Horse ownership necessitates a sizable time and financial commitment. But it might also be gratifying and enjoyable. Horses are lovely pets and can be kept for riding enjoyment, competition, or both. You have a legal duty to ensure your horse has the things it needs to stay healthy and content.
Horse Maintenance and General Health Care
You would be surprised at how little most people know about horses, despite everyone being familiar with them. Everyone has an opinion, and there are many myths. Here are some facts about horses to help you understand them, especially if you are considering taking riding lessons or purchasing a horse for the first time.
Owners of properties where horses are saved, and horse owners who keep horses on their property must have a Property Identification Code (PIC).
These requirements are as follows:
- health care
- space and exercise
- adequate and appropriate feed
- treatment of illness or injury.
Horses need access to high-quality roughage to keep their bodies in good condition (pasture, hay, or chaff). 1 to 2 kilograms per 100 kilograms of body weight per day is a general feeding recommendation, or:
- Pony (measuring up to 13.5 hands, 200–350kg) feed 3–7kg each day
- Galloway (measuring 13.5–15 hands, 350–500kg) feed 7–10kg each day
- Horse (measuring 15–16.5 hands, 500–650kg) feed 10–13kg each day
- Heavy Horse (measuring 16.5+ hands, 650+kg) feed 13+ kg each day
A frequently worked horse with poor pasture or lost body condition may need additional feeding.
Place a mineral block or salt lick in the paddock. For advice on suitable supplemental feeds, speak with your veterinarian from a reputable Gillette animal hospital. You should not feed horses many food scraps and grass clippings because they can make them ill. One of the key indicators of general horse health is providing as much forage (hay or grass).
Today, many of us have access to superior hay that offers more nutrition and energy. Some horses self-regulate and graze throughout the day, taking frequent small meals. For horses who tend to overeat, slow hay feeders are now available that can limit how much hay they can consume at once (which can lead to unhealthy weight gain). This allows even “easy keepers” to have access to grass for extended periods.
Every 6 to 8 weeks, a farrier should trim a horse’s hooves. This prevents them from chipping or growing too long, which would be uncomfortable for your horse. Shoes are necessary if you plan to ride your horse over rough or rocky terrain.
A qualified and experienced equine dentist should examine the teeth of a horse kept in a paddock at least once a year. Unchecked teeth can hurt your mouth and become painful. Every three to six months, a dental exam is required for horses under the age of five and horses fed grains. You can check this link for more information about dental care.
Regularly worm your horse to stop worm growth in the stomach and intestines. Numerous worming pastes need to be used every 6 to 8 weeks. Be sure to follow the guidance on the product because dosage frequency and amounts can vary.
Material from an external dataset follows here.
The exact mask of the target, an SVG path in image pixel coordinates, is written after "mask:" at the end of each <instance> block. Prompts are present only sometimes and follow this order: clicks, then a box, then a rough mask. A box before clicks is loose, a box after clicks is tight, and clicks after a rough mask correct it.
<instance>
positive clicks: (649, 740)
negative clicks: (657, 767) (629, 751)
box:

Removing excess manure in your horse’s paddock is a simple way to prevent worm infestation in pastures.
Your veterinarian can advise on the core vaccines for horses and how frequently they need them. They might recommend immunization against strangles, viral respiratory illness, and tetanus.
Horses need to be around other horses because they are herd animals. This might be in the same paddock or one that is close by. When a horse is left alone in the paddock or while being ridden, behavioral problems may develop.
The best way to learn how to take care of a horse is to become an apprentice to an experienced horse person. It might be as easy as hanging out at the barn where you take lessons and ask lots of questions, or it might be more difficult, like renting a horse for a while so the owner can show you how to take care of and groom a horse.